I have almost 400 hours in this game and I’m not even close to sick of it.
Compare this to your typical single-player game. Once you’ve beaten the game, it’s done. If you play it again, it’s going to be basically the same experience exactly as you played it before. You’ll face the same obstacles in the same order in the same places. And while this could mean that your initial experience with the game is amazing, but it’s going to be less interesting the 2nd, or 3rd, or 100th time through compared to a game with procedural generation.
Randomness lets people of different skill levels play together
Imagine you’re playing a game called “Randomless Hero,” in which there is absolutely no randomness and the most skilled player will always win. You’ve been playing the game for years and you have become very good at it. Now, because you love the game, you decide to play it with your friend who has never played the game before. Assuming both of you play to the best of your abilities, what’s going to happen? Obviously you’re going to win, and your friend is going to lose. Every. Single. Time.
While you can still have fun playing a game without winning, and your friend may still have had a great time playing with you, the two of you playing each other will lack challenge. Since the game’s outcome is always known from the beginning of the game, you might get bored and your friend might get frustrated after playing it a few times. But if you had a game which had some randomness, such that the more experienced player will win 70% of the time, now there’s a challenge because the less-experienced player could win against the more experienced player. This means that an experienced player can play against a newbie and find the game challenging, while the newbie will always have some hope that they can beat the odds.

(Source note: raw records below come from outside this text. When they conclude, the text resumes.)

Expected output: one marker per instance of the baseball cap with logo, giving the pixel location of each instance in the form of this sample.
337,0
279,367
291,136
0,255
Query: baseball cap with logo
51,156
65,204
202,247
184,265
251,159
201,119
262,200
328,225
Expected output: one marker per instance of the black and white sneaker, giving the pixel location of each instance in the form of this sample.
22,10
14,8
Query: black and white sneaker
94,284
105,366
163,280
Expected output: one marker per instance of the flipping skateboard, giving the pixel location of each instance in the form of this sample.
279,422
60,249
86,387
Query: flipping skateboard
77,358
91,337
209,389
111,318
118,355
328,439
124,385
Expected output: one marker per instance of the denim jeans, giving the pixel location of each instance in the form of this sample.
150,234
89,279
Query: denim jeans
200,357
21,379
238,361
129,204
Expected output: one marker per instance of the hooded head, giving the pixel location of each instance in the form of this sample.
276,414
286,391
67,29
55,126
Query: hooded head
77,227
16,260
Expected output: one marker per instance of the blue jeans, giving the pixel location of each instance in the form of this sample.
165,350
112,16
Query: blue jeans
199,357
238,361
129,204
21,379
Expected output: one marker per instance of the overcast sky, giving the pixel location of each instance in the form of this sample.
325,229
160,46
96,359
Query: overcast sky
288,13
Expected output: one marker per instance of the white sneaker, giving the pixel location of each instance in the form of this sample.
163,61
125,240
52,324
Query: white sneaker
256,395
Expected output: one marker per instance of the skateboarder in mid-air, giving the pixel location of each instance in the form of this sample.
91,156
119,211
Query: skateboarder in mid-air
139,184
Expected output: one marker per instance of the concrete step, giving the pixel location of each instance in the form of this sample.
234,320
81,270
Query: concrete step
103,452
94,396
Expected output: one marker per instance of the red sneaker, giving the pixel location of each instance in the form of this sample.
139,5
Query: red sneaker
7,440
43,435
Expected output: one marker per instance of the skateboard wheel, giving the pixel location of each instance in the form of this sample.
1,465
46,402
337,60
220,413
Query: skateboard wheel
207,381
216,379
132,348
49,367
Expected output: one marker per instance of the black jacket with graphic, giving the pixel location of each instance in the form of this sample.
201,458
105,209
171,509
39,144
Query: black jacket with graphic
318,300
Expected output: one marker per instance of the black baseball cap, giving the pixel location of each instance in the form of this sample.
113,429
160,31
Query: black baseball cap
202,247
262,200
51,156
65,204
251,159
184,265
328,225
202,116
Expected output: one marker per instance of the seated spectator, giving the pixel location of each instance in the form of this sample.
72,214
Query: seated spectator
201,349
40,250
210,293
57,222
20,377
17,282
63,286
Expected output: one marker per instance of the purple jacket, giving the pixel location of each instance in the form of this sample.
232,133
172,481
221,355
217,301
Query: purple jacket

Randomness helps create stories
One of my absolute favourite games of all time is Dungeons and Dragons. If you’ve never played it, Dungeons and Dragons is a tabletop roleplaying game where players assume the role of characters in a world controlled by the Dungeon Master. Players try to do things in this world (such as fight monsters, complete quests, and interact with characters controlled by the Dungeon Master), and whether they succeed or fail is based primarily on dice rolls. This means that there is always a chance you will succeed or fail at any given task. Sure, if your character is very good at something they have a much better chance at succeeding (i.e. a 20th level Ranger is probly going to succeed at shooting something with their bow). Likewise, if your character isn’t very good at something they are much more likely to fail (i.e. 1st level Fighter is pretty much guaranteed to die in a solo fight against an Ancient Red Dragon). But that’s where the will of the dice comes in. Sometimes you roll a Nat 20 and escape the clutches of an evil Hag, and sometimes you roll a Nat 1 and fall down a well and drown. Both of those events have happened in games I’ve played, and I remember them very clearly. But what if there were no dice in Dungeons and Dragons? What if you always knew if you would succeed or fail at a given task before you even tried? Suddenly those moments where you triumphed against all odds aren’t that exciting, and every moment you fail at something is predictable. There’s suddenly no challenge, no risk, no struggle. And no one cares about a story with no struggles.
Randomness keeps a game from being solvable
A solvable game is a game where, assuming both players play perfectly, the outcome of the game will always be the same. To give a simple example, if both players play perfectly at Tic-Tac-Toe the game will always result in a draw. Or if both players play perfectly at Connect Four, the first player will always win. Does that mean that solvable games are bad games? Of course not. There are some fantastic games like Chess and Go which are technically solvable games. But by using randomness we can keep a game from being solvable by changing the game state through factors outside of the player’s control. This means that while there can still be optimal strategies, it is a lot harder, if not impossible, to know what the perfect play is at any given time. This helps keep the game from being solvable while allowing player skill to shine. Speaking of which…
Randomness creates skill-testing decisions
One of my favourite mechanics ever used in a card game is the Discover mechanic. Discover is a mechanic from Hearthstone where you are shown 3 random cards from a specified pool of cards and you choose one of them to add to your hand. While I love this mechanic for a lot of reasons, one of the biggest reasons is because it offers the player interesting decisions to make. Sometimes one of the cards is obviously the best choice to pick, which admittedly isn’t all that interesting. But sometimes you aren’t offered good cards and have to choose from 3 mediocre choices. Or a bad card which you normally would never play may be situationally the best choice right now. But the key point here is these interesting choices only exist because the cards you are offered are random. What would it be like if Discover always offered the same 3 cards? Likely there would be one card you almost always choose and two you ignore 99% of the time. And sure, 1% of the time you’ll have an interesting choice to make, but why not make more opportunities for those interesting, skill-intensive choices?